Unknown to most, Korais held passionate views on how the legal system should function in a democracy (views which of course, were greatly influenced by the French Enlightenment, closer to Montesquieu than to Rousseau) and managed to have a great, albeit indirect, impact on the Constitutions of the Greek Revolution, but also, primarily, on the Constitution or Syntagma created after the end of the Greek Revolution. This element holds significant importance if one takes into consideration the fact that these post-Revolution Constitutions still, to the present day, form the basis of the Greek Constitution and the philosophy on which the guiding principles of the Greek legal and judicial system are rooted in.

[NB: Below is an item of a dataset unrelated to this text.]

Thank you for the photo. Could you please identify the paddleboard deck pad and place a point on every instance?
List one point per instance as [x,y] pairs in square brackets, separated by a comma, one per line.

The influence Korais exercised on Greek Law was due to a personal relationship the intellectual formed with another Greek intellectual, the legal scholar of international repute N. I. Saripolos, who, after the Greek Revolution, became the founding father of Greek Law and the "author" of the Greek Constitution. Proof of this relationship and of the strong and progressive views Korais held on how the legal system of the new Greek state should be formed, is based on correspondence exchanged between the two men, during a long period of time, beginning before the Greek Revolution. These letters which manifest the influence the older intellectual (Korais) had on the then aspiring lawmaker Saripolos, are in the possession of the archives of the Greek National Library, were discovered and brought to academic light, in 1996, by a Law School student, researching a project sponsored by the Faculty of Law of the University of Athens and the National Academy for Constitutional Research and Public Law (adjacent to the University of Athens). The ensuing thesis was published.

==Legacy==
Korais was declared Pater Patriae ("Pateras tis Patridos") by the revolutionaries at the Third National Assembly at Troezen. Korais' portrait was depicted on the reverse of the Greek ₯100 banknote of 1978–2001. Many streets all over Greece are named after him, while his archive can be found in Korais Library in Chios.

"Adamantios Korais" is also the name of the ferry connecting Alexandroupoli, Samothrace, and Lemnos. The vessel, built in 1987 in Onomichi Japan, was previously operated by Zante Ferries and is now operated by Fast Ferries.